16 Draw near to me listen to this not from [the] beginning in secrecy I have spoken from [the] time happened it [was] there I and now [the] Lord Yahweh he has sent me and spirit his.
Nadert gijlieden tot Mij, hoort dit: Ik heb van den beginne niet in het verborgene gesproken, maar van dien tijd af, dat het geschied is, ben Ik daar; en nu, de Heere HEERE, en Zijn Geest heeft Mij gezonden.
17 Thus he says Yahweh redeemer your [the] holy [one] of Israel I [am] Yahweh God your [who] teaches you to profit [who] leads you in [the] way [which] you will go.
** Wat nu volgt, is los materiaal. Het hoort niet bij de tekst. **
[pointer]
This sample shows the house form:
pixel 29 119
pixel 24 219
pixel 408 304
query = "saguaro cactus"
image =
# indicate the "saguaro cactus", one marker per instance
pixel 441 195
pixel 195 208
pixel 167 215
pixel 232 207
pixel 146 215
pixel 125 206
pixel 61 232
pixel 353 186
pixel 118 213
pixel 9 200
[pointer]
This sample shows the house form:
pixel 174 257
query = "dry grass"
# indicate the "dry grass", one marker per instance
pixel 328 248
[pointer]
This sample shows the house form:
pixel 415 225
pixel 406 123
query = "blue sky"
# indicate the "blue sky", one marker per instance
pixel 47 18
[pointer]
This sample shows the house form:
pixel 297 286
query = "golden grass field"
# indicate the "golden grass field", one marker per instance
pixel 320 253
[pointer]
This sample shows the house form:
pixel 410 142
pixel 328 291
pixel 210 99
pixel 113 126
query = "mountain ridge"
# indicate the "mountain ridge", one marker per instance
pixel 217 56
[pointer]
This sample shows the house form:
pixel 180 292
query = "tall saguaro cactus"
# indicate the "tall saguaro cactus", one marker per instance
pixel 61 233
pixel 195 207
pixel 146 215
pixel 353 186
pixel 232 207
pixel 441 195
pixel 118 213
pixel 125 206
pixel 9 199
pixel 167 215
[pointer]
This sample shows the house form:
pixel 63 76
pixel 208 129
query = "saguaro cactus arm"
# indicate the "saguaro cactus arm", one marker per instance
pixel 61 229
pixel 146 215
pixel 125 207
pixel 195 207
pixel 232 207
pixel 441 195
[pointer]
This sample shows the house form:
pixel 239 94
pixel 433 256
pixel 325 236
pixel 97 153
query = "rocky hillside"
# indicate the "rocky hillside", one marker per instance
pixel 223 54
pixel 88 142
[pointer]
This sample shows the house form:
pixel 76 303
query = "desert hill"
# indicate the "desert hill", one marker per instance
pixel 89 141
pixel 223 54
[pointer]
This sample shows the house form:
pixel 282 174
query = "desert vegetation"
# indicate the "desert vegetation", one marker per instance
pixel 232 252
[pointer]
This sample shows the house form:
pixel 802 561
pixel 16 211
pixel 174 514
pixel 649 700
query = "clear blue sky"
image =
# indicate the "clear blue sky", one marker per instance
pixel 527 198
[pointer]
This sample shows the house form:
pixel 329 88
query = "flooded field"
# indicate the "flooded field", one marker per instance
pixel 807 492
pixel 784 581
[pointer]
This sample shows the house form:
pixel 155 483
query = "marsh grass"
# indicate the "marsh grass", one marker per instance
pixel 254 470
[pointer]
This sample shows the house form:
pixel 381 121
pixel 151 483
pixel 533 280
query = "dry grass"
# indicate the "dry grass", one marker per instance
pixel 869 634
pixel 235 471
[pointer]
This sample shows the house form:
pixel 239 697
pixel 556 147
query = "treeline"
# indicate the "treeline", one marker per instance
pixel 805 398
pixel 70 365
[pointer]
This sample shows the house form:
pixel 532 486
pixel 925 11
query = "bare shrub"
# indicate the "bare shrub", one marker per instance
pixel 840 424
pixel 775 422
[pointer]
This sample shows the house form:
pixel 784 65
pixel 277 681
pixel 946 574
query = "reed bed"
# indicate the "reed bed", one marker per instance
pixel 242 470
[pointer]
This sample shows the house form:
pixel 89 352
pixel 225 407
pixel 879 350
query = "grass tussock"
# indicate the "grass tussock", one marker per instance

Alzo zegt de HEERE, uw Verlosser, de Heilige Israels: Ik ben de HEERE, uw God, Die u leert, wat nut is, Die u leidt op den weg, dien gij gaan moet.
18 If you had paid attention to commandments my and it was like river peace your and righteousness your like [the] waves of the sea.
Och, dat gij naar Mijn geboden geluisterd hadt! zo zou uw vrede geweest zijn als een rivier, en uw gerechtigheid als de golven der zee.
19 And it was like the sand offspring your and [the] descendants of inward parts your like grains its not it will be cut off and not it will be destroyed name its from to before me.
Ook zou uw zaad geweest zijn als het zand, en die uit uw ingewanden voortkomen als deszelfs steentjes; wiens naam niet zou worden afgehouwen, noch verdelgd van voor Mijn aangezicht.
20 Go out from Babylon flee from [the] Chaldeans with a sound of a shout of joy declare proclaim this send out it to [the] end of the earth say he has redeemed Yahweh servant his Jacob.
Gaat uit van Babel, vliedt van de Chaldeen, verkondigt met de stemme des gejuichs, doet zulks horen, brengt het uit tot aan het einde der aarde, zegt: De HEERE heeft Zijn knecht Jakob verlost!
21 And not they were thirsty [when] in [the] waste places he led them water from a rock he caused to flow for them and he split open a rock and they flowed out waters.
En: Zij hadden geen dorst, toen Hij hen leidde door de woeste plaatsen; Hij deed hun water uit den rotssteen vlieten; als Hij den rotssteen kliefde, zo vloeiden de wateren daarhenen.
22 Not peace he says Yahweh [belongs] to wicked [people].
Maar de goddelozen hebben geen vrede, zegt de HEERE.